• Nayara Reynaud

CANASTRA SUJA | Uma espiral de casos de família

Atualizado: Out 16


*Filme visto e texto escrito durante a 40ª Mostra Internacional de Cinema em São Paulo (2016)

Depois de visitar o Nordeste nas oníricas fábulas existenciais de Minutos Atrás (2013), com sua estampa de cordel, e do lúdico Por Trás do Céu (2016), Caio Sóh volta ao Rio de Janeiro de Teus Olhos Meus (2011) – mas não aquele das praias e da boêmia, e sim o do subúrbio, que só vai à Barra para trabalhar. O jovem e prolífico diretor, vindo do teatro, sai também de um cinema bem autoral e encontra um caminho de maior comunicação com o público, na proximidade criada com a família disfuncional em decadência de Canastra Suja (2016).

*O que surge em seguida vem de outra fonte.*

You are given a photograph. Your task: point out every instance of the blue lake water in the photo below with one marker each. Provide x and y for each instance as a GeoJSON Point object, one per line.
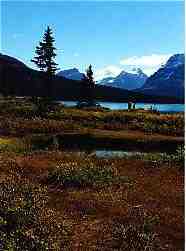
{"type": "Point", "coordinates": [122, 106]}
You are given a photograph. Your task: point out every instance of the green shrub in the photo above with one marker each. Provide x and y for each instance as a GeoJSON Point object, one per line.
{"type": "Point", "coordinates": [88, 175]}
{"type": "Point", "coordinates": [25, 221]}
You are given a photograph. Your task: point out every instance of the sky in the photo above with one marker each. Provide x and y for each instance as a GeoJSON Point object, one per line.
{"type": "Point", "coordinates": [111, 35]}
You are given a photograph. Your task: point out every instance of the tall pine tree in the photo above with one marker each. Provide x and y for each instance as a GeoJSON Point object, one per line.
{"type": "Point", "coordinates": [45, 58]}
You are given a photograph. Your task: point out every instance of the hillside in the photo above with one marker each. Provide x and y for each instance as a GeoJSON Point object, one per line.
{"type": "Point", "coordinates": [20, 80]}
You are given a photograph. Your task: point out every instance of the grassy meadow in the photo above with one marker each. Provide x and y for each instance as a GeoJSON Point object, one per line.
{"type": "Point", "coordinates": [56, 196]}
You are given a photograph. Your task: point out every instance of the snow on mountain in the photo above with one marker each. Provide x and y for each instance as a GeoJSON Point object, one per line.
{"type": "Point", "coordinates": [126, 80]}
{"type": "Point", "coordinates": [73, 74]}
{"type": "Point", "coordinates": [168, 80]}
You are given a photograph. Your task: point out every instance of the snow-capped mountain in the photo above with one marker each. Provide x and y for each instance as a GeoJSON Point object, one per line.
{"type": "Point", "coordinates": [73, 74]}
{"type": "Point", "coordinates": [126, 80]}
{"type": "Point", "coordinates": [168, 80]}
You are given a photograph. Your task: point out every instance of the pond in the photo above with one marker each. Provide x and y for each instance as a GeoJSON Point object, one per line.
{"type": "Point", "coordinates": [89, 147]}
{"type": "Point", "coordinates": [171, 108]}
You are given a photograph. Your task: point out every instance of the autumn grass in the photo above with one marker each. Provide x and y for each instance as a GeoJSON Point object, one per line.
{"type": "Point", "coordinates": [20, 116]}
{"type": "Point", "coordinates": [52, 200]}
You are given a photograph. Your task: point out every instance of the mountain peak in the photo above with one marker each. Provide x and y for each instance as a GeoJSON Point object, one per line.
{"type": "Point", "coordinates": [175, 60]}
{"type": "Point", "coordinates": [72, 73]}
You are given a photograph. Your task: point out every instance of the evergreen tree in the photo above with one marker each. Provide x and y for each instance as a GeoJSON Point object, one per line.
{"type": "Point", "coordinates": [91, 84]}
{"type": "Point", "coordinates": [89, 76]}
{"type": "Point", "coordinates": [45, 61]}
{"type": "Point", "coordinates": [45, 54]}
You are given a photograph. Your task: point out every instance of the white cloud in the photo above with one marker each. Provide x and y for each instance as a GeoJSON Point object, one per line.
{"type": "Point", "coordinates": [17, 35]}
{"type": "Point", "coordinates": [108, 71]}
{"type": "Point", "coordinates": [76, 54]}
{"type": "Point", "coordinates": [154, 60]}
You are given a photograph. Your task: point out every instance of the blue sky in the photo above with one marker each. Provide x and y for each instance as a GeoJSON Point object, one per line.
{"type": "Point", "coordinates": [112, 36]}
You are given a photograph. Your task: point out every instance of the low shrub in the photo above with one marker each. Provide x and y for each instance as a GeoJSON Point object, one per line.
{"type": "Point", "coordinates": [25, 221]}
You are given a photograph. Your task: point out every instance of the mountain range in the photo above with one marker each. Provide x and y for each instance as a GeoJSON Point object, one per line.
{"type": "Point", "coordinates": [167, 81]}
{"type": "Point", "coordinates": [73, 74]}
{"type": "Point", "coordinates": [18, 79]}
{"type": "Point", "coordinates": [126, 80]}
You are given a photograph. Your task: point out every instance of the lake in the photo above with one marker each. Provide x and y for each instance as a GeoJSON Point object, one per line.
{"type": "Point", "coordinates": [172, 108]}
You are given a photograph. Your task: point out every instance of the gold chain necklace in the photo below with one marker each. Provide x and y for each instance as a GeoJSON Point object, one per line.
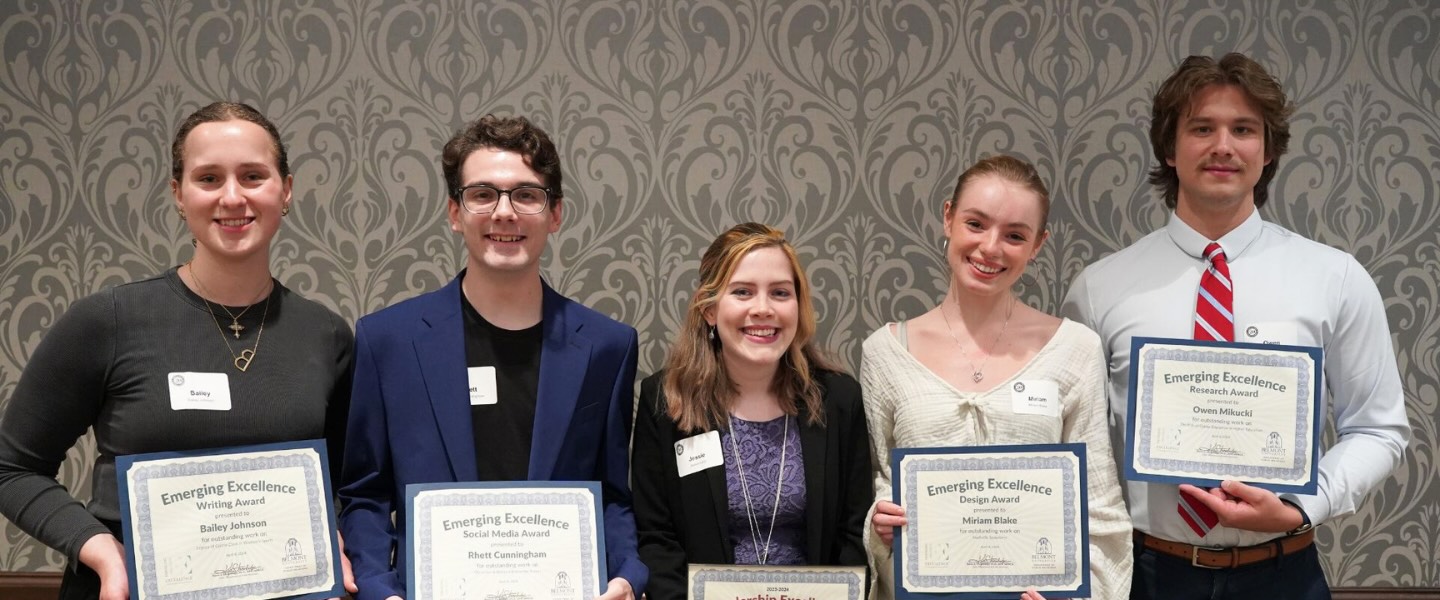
{"type": "Point", "coordinates": [235, 318]}
{"type": "Point", "coordinates": [242, 360]}
{"type": "Point", "coordinates": [977, 373]}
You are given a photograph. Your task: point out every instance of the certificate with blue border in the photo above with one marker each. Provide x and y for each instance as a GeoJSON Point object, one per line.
{"type": "Point", "coordinates": [1201, 412]}
{"type": "Point", "coordinates": [480, 540]}
{"type": "Point", "coordinates": [235, 523]}
{"type": "Point", "coordinates": [735, 582]}
{"type": "Point", "coordinates": [991, 521]}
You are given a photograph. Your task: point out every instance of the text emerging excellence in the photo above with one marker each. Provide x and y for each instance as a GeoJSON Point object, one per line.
{"type": "Point", "coordinates": [239, 487]}
{"type": "Point", "coordinates": [1223, 377]}
{"type": "Point", "coordinates": [509, 520]}
{"type": "Point", "coordinates": [981, 485]}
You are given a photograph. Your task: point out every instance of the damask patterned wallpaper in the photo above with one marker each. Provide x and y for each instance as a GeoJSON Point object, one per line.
{"type": "Point", "coordinates": [843, 121]}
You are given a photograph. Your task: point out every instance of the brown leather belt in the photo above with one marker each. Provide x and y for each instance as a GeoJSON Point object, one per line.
{"type": "Point", "coordinates": [1208, 557]}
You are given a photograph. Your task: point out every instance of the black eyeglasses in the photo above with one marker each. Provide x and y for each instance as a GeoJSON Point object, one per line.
{"type": "Point", "coordinates": [483, 199]}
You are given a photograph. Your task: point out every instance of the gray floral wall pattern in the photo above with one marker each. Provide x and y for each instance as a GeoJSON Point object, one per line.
{"type": "Point", "coordinates": [844, 123]}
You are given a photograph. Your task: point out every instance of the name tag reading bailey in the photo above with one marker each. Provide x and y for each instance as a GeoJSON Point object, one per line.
{"type": "Point", "coordinates": [991, 521]}
{"type": "Point", "coordinates": [236, 523]}
{"type": "Point", "coordinates": [199, 390]}
{"type": "Point", "coordinates": [1203, 412]}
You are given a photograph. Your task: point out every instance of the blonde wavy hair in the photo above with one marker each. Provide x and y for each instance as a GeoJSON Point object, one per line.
{"type": "Point", "coordinates": [697, 389]}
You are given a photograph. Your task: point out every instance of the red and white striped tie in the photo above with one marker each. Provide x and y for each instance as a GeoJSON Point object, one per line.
{"type": "Point", "coordinates": [1214, 321]}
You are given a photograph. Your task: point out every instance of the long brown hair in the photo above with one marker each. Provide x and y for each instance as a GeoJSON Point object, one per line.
{"type": "Point", "coordinates": [697, 387]}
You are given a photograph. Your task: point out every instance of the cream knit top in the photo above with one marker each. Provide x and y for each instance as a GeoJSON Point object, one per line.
{"type": "Point", "coordinates": [909, 406]}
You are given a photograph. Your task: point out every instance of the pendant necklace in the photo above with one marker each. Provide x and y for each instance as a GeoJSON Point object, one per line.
{"type": "Point", "coordinates": [762, 553]}
{"type": "Point", "coordinates": [242, 360]}
{"type": "Point", "coordinates": [977, 371]}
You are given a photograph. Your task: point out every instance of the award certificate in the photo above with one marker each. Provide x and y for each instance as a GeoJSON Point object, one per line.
{"type": "Point", "coordinates": [733, 582]}
{"type": "Point", "coordinates": [990, 521]}
{"type": "Point", "coordinates": [236, 523]}
{"type": "Point", "coordinates": [1204, 412]}
{"type": "Point", "coordinates": [533, 540]}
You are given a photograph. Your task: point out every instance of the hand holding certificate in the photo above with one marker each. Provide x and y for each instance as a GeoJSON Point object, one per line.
{"type": "Point", "coordinates": [1206, 412]}
{"type": "Point", "coordinates": [990, 521]}
{"type": "Point", "coordinates": [504, 538]}
{"type": "Point", "coordinates": [241, 523]}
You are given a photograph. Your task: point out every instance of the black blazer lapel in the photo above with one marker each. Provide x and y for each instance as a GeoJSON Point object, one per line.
{"type": "Point", "coordinates": [815, 443]}
{"type": "Point", "coordinates": [720, 502]}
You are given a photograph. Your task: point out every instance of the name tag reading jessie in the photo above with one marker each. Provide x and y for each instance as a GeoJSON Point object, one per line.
{"type": "Point", "coordinates": [238, 523]}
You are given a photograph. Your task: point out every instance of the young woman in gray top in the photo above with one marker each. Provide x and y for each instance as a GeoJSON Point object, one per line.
{"type": "Point", "coordinates": [105, 363]}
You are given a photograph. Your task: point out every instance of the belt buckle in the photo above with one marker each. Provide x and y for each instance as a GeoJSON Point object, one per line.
{"type": "Point", "coordinates": [1194, 556]}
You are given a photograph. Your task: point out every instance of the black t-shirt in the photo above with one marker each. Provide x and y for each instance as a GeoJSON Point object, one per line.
{"type": "Point", "coordinates": [506, 426]}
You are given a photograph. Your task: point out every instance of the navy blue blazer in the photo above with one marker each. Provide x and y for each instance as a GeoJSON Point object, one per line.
{"type": "Point", "coordinates": [409, 423]}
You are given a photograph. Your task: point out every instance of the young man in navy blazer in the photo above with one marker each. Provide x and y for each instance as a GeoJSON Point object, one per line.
{"type": "Point", "coordinates": [494, 328]}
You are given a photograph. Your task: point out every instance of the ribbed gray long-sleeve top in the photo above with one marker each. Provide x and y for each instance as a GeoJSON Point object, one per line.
{"type": "Point", "coordinates": [104, 364]}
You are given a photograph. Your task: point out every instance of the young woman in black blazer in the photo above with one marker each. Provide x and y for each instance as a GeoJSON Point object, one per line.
{"type": "Point", "coordinates": [785, 476]}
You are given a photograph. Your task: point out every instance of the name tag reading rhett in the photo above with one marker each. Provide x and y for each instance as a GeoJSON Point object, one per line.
{"type": "Point", "coordinates": [1285, 333]}
{"type": "Point", "coordinates": [483, 386]}
{"type": "Point", "coordinates": [697, 453]}
{"type": "Point", "coordinates": [199, 390]}
{"type": "Point", "coordinates": [1036, 397]}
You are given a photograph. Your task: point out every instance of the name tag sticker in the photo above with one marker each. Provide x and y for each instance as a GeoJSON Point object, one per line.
{"type": "Point", "coordinates": [1285, 333]}
{"type": "Point", "coordinates": [697, 453]}
{"type": "Point", "coordinates": [199, 390]}
{"type": "Point", "coordinates": [1036, 397]}
{"type": "Point", "coordinates": [483, 386]}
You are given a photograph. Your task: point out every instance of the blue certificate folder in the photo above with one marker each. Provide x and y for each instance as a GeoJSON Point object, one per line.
{"type": "Point", "coordinates": [419, 569]}
{"type": "Point", "coordinates": [136, 521]}
{"type": "Point", "coordinates": [1306, 428]}
{"type": "Point", "coordinates": [994, 458]}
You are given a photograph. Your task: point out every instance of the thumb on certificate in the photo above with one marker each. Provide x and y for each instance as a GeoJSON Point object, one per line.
{"type": "Point", "coordinates": [1247, 494]}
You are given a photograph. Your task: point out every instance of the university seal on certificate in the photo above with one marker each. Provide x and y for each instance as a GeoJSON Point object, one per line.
{"type": "Point", "coordinates": [735, 582]}
{"type": "Point", "coordinates": [990, 521]}
{"type": "Point", "coordinates": [1204, 412]}
{"type": "Point", "coordinates": [236, 523]}
{"type": "Point", "coordinates": [504, 540]}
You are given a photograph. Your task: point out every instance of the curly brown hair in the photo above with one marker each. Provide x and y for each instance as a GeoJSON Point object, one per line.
{"type": "Point", "coordinates": [1174, 100]}
{"type": "Point", "coordinates": [516, 134]}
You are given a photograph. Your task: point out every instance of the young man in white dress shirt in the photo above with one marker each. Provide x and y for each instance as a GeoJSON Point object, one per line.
{"type": "Point", "coordinates": [1218, 130]}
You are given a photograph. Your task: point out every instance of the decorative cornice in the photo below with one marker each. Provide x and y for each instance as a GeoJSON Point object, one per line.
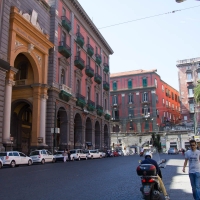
{"type": "Point", "coordinates": [82, 12]}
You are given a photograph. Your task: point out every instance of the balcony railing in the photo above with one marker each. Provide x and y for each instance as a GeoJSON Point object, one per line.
{"type": "Point", "coordinates": [80, 100]}
{"type": "Point", "coordinates": [89, 71]}
{"type": "Point", "coordinates": [107, 115]}
{"type": "Point", "coordinates": [90, 105]}
{"type": "Point", "coordinates": [98, 58]}
{"type": "Point", "coordinates": [79, 62]}
{"type": "Point", "coordinates": [106, 86]}
{"type": "Point", "coordinates": [66, 23]}
{"type": "Point", "coordinates": [64, 49]}
{"type": "Point", "coordinates": [90, 50]}
{"type": "Point", "coordinates": [99, 110]}
{"type": "Point", "coordinates": [80, 39]}
{"type": "Point", "coordinates": [106, 67]}
{"type": "Point", "coordinates": [97, 78]}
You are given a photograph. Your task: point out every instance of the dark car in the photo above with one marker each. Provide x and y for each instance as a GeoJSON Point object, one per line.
{"type": "Point", "coordinates": [59, 156]}
{"type": "Point", "coordinates": [173, 150]}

A história é pontualmente dividida em cartas do baralho que simbolizam cada membro deste clã: Batista (Marco Ricca), o pai e rei alcóolatra desta tragédia, segundo o cineasta; Maria (Adriana Esteves), a mãe e dona-de-casa em busca de algo que lhe dê prazer em sua rotina; Emília (Bianca Bin), a filha dividida entre duas possibilidades de amor; Pedro (Pedro Nercessian), o filho em constante conflito com o pai e em busca de um rumo em sua vida; e Rita (Cacá Ottoni), a caçula que é autista.

O elenco coeso e em forte sintonia, do qual também se destaca David Junior como o namorado e amigo que circunda a família, constrói os personagens além desses rótulos, usados aqui neste texto só para evitar detalhes da trama. Por isso, os planos longos, com uma câmera na mão presente de modo natural, permitem aos atores se desdobrarem em extensos diálogos que acentuam suas ótimas performances. Tendo ao fundo um roteiro que se apresenta como um desvelar contínuo de seus tipos humanos, como nas cartas do baralho, Canastra Suja apresenta uma força narrativa impressionante, ainda que se renda a isto no final, preterindo os próprios personagens.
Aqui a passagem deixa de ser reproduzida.